Investigators at the University of Utah last week published a randomized, prospective trial comparing two methods of postoperative rehabilitation for patients undergoing ligament reconstruction and tendon interposition (LRTI) for osteoarthritis (OA) at the thumb carpometacarpal (CMC) joint.
LRTI is the most commonly performed procedure for CMC OA, yet prior evidence has been weak in ascertaining the postoperative rehabilitation protocol. Recommendations have varied from 8 to 13 weeks of immobilization, a considerable difference when patients need to plan their return to vocational and avocational activities. The investigators hypothesized that the immobilization protocol would yield better results.
At 2 institutions, the investigators recruited 223 patients (238 thumbs) undergoing LRTI to receive 1 of 2 postoperative rehab protocols. The thumbs were prospectively randomized. Patients under 40, and those with either rheumatoid arthritis or previous CMC joint surgery were excluded. Patients that had concomitant thumb MP joint stabilization or carpal tunnel or trigger finger release were included.
The early rehab protocol consisted of a forearm (FA) based thumb spica splint (TSS) for a week followed by a FA based thermoplastic TSS for 3 weeks, then a hand-based TSS for 4 weeks. Active range of motion exercises were started 4 weeks post-op.
The immobilization protocol consisted of the same splint for the first week followed by a FA based TSS for 11 weeks. Active ROM exercises were started 6 weeks post-op.
Outcome measures included DASH score, pinch and grip measurements, 9-hole peg test, visual analog scale (VAS) scores for pain and patient satisfaction, and wrist/thumb ranges of motion. All measures were obtained preoperatively and at 6, 12, 26, 52, and 104 weeks postoperatively.
Follow-up was at least 1 year (average 1.7 years) for 74 patients (80 thumbs) treated with the immobilization protocol and for 83 patients (89 thumbs) with the early rehab protocol.
RESULTS: DASH scores, grip and pinch strengths, and VAS scores for pain and satisfaction improved in both groups and without any significant between-group differences at any time point. Wrist and thumb movements and peg tests were better at 6 weeks for the early rehab group, but thereafter both groups showed only statistically insignificant differences.
Concomitant surgery did not affect outcome. For the early rehab group, DASH scores and patient satisfaction VAS scores maximized at 12 weeks and at 6 weeks, respectively. These scores maximized at 26 and 12 weeks for the immobilization group.

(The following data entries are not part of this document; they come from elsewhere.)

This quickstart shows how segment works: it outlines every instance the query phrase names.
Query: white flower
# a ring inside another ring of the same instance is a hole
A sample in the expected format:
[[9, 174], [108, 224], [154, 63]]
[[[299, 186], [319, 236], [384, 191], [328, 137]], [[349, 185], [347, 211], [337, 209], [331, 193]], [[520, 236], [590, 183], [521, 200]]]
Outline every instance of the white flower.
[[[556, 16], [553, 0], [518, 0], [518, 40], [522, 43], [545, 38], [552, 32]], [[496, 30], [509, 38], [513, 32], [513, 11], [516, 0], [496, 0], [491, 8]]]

COMMENT: I love to read and review prospective, randomized trials—high level evidence! Blinding of the patients was impossible, as it was for the examiner during the early postoperative visits when an orthosis was still in place. Whether or not the examiner remembered at the late follow-up visits which group the patient was in is not known. Although this could be a source of observer bias, is would likely be negligible. The authors also caution that the conclusions here may not apply to other rehab protocols for LRTI or for other surgical procedures, such as simple trapezial excision.
The immobilization protocol did not produce better results for the measures tested; and although the study did not assess the overall patient experience with the two protocols, I have my guess which group was happier. I am going with early rehab.